Saldırıların hedefinde olan Êzidîlere büyük önem atfeden PKK Lideri Abdullah Öcalan, Şengal’e yönelik saldırılarla ilgili uyarılarda bulunmuş ‘Kıyamet koparılmalı’ demişti
Tarihte birçok katliama maruz kalan Êzidîler, son yıllarda AKP-KDP’nin hedefinde. IŞİD’in Şengal’e yönelik 3 Ağustos 2014 tarihinde başlattığı ve “73’üncü Ferman” olarak tarihe geçen katliamın üzerinden 8 yıl geçmesine rağmen Êzidîlere yönelik saldırılar bitmedi.

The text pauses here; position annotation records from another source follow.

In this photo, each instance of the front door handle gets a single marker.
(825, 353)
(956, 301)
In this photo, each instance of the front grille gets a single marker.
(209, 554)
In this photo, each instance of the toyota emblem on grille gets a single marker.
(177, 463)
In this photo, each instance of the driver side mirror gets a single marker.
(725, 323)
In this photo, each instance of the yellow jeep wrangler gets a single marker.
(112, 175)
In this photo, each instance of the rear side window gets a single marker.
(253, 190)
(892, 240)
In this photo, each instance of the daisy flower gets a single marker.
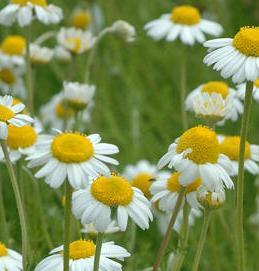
(11, 114)
(25, 11)
(77, 95)
(185, 23)
(196, 154)
(141, 176)
(238, 57)
(95, 204)
(241, 89)
(167, 188)
(215, 99)
(229, 145)
(10, 260)
(73, 156)
(75, 40)
(81, 257)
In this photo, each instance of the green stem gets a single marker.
(183, 87)
(19, 203)
(183, 242)
(67, 233)
(167, 236)
(204, 230)
(240, 180)
(30, 94)
(98, 249)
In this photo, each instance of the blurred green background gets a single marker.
(138, 90)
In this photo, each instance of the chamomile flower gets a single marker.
(196, 154)
(185, 23)
(215, 100)
(25, 11)
(229, 145)
(77, 95)
(241, 89)
(75, 40)
(40, 55)
(10, 260)
(141, 176)
(11, 114)
(95, 204)
(81, 257)
(238, 57)
(73, 156)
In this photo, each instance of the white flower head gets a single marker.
(81, 257)
(25, 11)
(196, 154)
(95, 204)
(236, 58)
(185, 23)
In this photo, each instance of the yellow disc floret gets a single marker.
(216, 87)
(3, 250)
(21, 137)
(13, 45)
(143, 182)
(5, 113)
(246, 41)
(230, 147)
(72, 148)
(112, 191)
(201, 145)
(188, 15)
(81, 249)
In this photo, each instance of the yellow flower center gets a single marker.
(42, 3)
(185, 15)
(13, 45)
(216, 87)
(21, 137)
(143, 182)
(230, 147)
(246, 41)
(203, 144)
(112, 191)
(72, 148)
(7, 76)
(81, 19)
(3, 250)
(81, 249)
(5, 113)
(63, 112)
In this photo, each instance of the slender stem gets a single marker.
(204, 230)
(30, 94)
(183, 87)
(19, 203)
(67, 233)
(240, 180)
(183, 242)
(167, 236)
(98, 249)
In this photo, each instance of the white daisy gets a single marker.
(75, 40)
(195, 154)
(95, 204)
(185, 23)
(10, 260)
(73, 156)
(215, 98)
(11, 114)
(238, 57)
(167, 188)
(25, 11)
(229, 146)
(81, 256)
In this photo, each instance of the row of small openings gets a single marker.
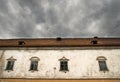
(21, 43)
(92, 42)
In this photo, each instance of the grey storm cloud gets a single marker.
(59, 18)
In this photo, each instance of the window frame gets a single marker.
(10, 64)
(64, 61)
(34, 64)
(102, 63)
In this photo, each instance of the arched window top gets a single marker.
(34, 59)
(11, 59)
(101, 58)
(63, 59)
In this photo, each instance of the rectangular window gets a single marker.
(103, 66)
(34, 65)
(10, 65)
(63, 66)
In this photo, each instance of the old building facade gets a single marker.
(37, 60)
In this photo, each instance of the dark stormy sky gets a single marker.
(59, 18)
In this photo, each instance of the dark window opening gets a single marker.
(59, 39)
(10, 65)
(63, 66)
(94, 42)
(21, 43)
(34, 66)
(103, 66)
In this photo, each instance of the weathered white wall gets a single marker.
(81, 64)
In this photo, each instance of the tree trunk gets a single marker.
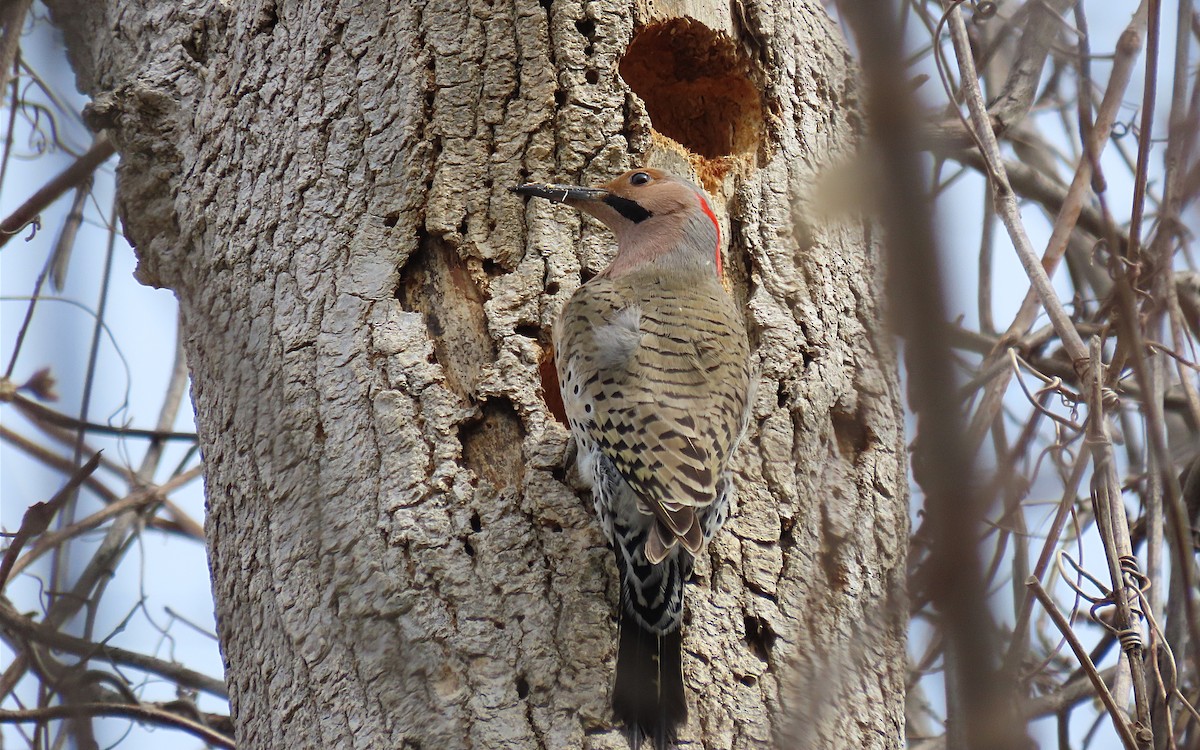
(400, 556)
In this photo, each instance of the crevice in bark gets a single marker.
(489, 441)
(851, 432)
(437, 283)
(696, 87)
(760, 636)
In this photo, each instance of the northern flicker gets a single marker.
(653, 365)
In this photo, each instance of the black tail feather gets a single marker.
(648, 694)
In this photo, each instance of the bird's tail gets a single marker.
(648, 694)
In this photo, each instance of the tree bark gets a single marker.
(400, 556)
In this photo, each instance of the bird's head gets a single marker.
(657, 216)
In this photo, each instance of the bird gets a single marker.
(653, 365)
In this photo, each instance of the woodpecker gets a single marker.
(653, 366)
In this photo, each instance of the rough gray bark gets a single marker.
(399, 556)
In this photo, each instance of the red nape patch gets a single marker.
(717, 225)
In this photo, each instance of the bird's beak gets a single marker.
(570, 195)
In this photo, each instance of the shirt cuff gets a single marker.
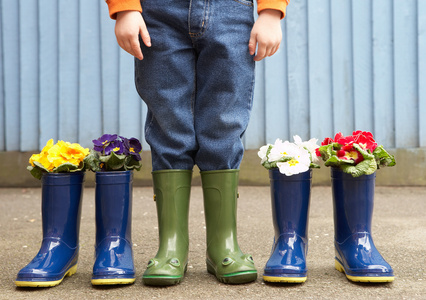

IŞİD’in saldırılarının püskürtülmesinin ardından Êzidîler, Şengal Direniş Birlikleri (YBŞ) ve Êzidî Kadın Birlikleri (YJÊ) ile kendilerini korumaya aldı. Êzidîler, örgütlenmelerini ise Şengal Demokratik Özerk Meclisi (MXDŞ) çatışı altında sağlayarak, her alanda bir güç haline geldi.
IŞİD’in izlerini silmeye çalışan Êzidîler, bu kez Türkiye’nin ve Amerika Birleşik Devletleri’nin (ABD) baskısıyla Bağdat ve Hewlêr arasında 9 Ekim 2020’de imzalanan “Şengal Anlaşması” ile hedef alındı. Özerk yönetimlerin tasfiyesi, idari sistemin tarafsız kaymakama devredilmesi öngörülen anlaşmayla, IŞİD saldırısında Êzidîleri savunan ve IŞİD’i püskürten HPG, YBŞ ve Haşdi Şabi’nin Şengal’i terk etmesi amaçlanıyor.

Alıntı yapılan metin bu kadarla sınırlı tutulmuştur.